Ranma 1/2 Volume 22 is a manga with the story and art by Rumiko Takahashi, and it was published in North America by Viz Media. This review is for the second printing of this volume, which was released in 2003. The Ranma 1/2 manga volumes are “flipped,” which means that they read like American books instead of traditional Japanese manga. Ranma 1/2 is rated “T+” for older teens, due to some panels that feature female nudity.
There is only one story included in Volume 22, and it’s a manga exclusive story. Not only that, but the story doesn’t even reach its conclusion at the end of Volume 22. It would have been interesting to see this particular story in the animated medium, but I think its length was a major reason why it never received that treatment.
In this story, Cologne receives some visitors from China at the Cat Cafe; they are three extremely strong men with traits like animals. Early on in the story, Mousse, Ryoga and Ranma have a run-in with one of them. When Ranma has a fight with the leader, he is splashed with cold water and turns into girl-type Ranma. The leader of the three men has a pail with water in it and a ladle; he uses the ladle to get water out of the pail, and he throws the water on Ranma.

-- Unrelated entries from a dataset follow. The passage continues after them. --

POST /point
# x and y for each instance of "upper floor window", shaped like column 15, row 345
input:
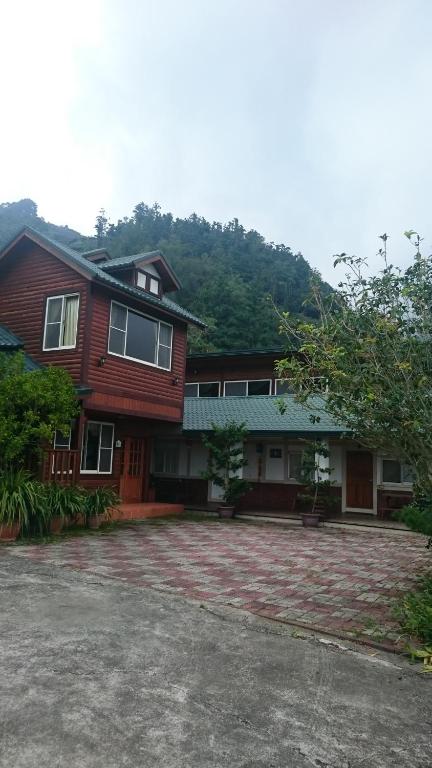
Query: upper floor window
column 247, row 388
column 149, row 283
column 283, row 387
column 203, row 389
column 97, row 450
column 61, row 322
column 139, row 337
column 62, row 440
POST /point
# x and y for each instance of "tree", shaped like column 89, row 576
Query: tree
column 225, row 459
column 372, row 344
column 32, row 406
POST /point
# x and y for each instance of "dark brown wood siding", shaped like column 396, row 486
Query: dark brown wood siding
column 124, row 385
column 27, row 278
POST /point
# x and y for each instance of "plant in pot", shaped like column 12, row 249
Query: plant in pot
column 314, row 477
column 97, row 505
column 225, row 459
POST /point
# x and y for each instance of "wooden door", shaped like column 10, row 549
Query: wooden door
column 132, row 470
column 359, row 480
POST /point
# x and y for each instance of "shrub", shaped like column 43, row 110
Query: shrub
column 22, row 501
column 414, row 611
column 99, row 501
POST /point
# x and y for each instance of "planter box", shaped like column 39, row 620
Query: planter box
column 9, row 532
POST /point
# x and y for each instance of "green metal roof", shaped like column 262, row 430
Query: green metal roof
column 126, row 261
column 94, row 270
column 260, row 414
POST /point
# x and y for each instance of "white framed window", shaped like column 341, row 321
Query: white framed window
column 148, row 283
column 166, row 457
column 395, row 472
column 283, row 387
column 62, row 440
column 61, row 322
column 154, row 285
column 202, row 389
column 97, row 450
column 249, row 388
column 139, row 337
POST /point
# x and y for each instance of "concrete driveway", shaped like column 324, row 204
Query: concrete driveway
column 337, row 580
column 100, row 673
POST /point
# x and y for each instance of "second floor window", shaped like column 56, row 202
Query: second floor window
column 138, row 337
column 61, row 322
column 247, row 388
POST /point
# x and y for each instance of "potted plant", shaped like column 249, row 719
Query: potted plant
column 225, row 459
column 315, row 479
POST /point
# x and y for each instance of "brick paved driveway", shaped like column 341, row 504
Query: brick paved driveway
column 340, row 580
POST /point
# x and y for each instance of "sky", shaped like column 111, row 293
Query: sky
column 308, row 120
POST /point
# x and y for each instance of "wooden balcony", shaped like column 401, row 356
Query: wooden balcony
column 61, row 467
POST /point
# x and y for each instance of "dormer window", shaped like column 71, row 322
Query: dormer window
column 149, row 283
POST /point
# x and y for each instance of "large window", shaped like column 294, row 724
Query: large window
column 395, row 472
column 166, row 457
column 247, row 388
column 138, row 337
column 97, row 452
column 61, row 322
column 203, row 389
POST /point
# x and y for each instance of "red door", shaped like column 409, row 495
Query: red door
column 359, row 480
column 132, row 470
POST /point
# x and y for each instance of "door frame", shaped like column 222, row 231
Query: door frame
column 145, row 468
column 374, row 509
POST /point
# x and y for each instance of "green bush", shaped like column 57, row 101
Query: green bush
column 418, row 517
column 99, row 501
column 64, row 501
column 414, row 611
column 22, row 500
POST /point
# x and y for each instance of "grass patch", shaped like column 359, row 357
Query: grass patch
column 414, row 611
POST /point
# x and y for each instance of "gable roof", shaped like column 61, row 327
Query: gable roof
column 260, row 414
column 94, row 272
column 170, row 279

Later, when Ranma tries to go into a hot bath to turn back into a male, it’s discovered that he is unable to. Cologne explains that Ranma was splashed with water from the Pail of Preservation, which has water that freezes the appearance. The only way to reverse it is to find the Water Pot of Liberation and be splashed by the boiling water that comes from it.
Mousse and Ryoga overhear everything, and volunteer to help Ranma find the Water Pot of Liberation. Unfortunately, they really aren’t interested in helping Ranma; they’re more interested in getting a hold of the Pail of Preservation, so they can splash the water onto themselves while in human form in an attempt to counteract their respective Jusenkyo curses. The story follows Ranma, Mousse and Ryoga as they must face the three strong men while on their quest to find the Water Pot of Liberation.
Takahashi introduces some interesting ideas into this storyline, especially in regards to the Spring of Drowned Girl at the Jusenkyo hot springs. Outside of those ideas, though, nothing truly “new” is brought to the table to help advance any of the characters or their relationships with each other.
As I read this volume, I noticed that the design for one of the new characters introduced in this story almost makes him look like an early prototype for the title character of Takahashi’s Inuyasha manga series. Not only does he have a similar facial structure, he also has the pointed ears!
If you’re a fan of Ranma 1/2, you’ll probably be able to enjoy the story that’s presented in this volume.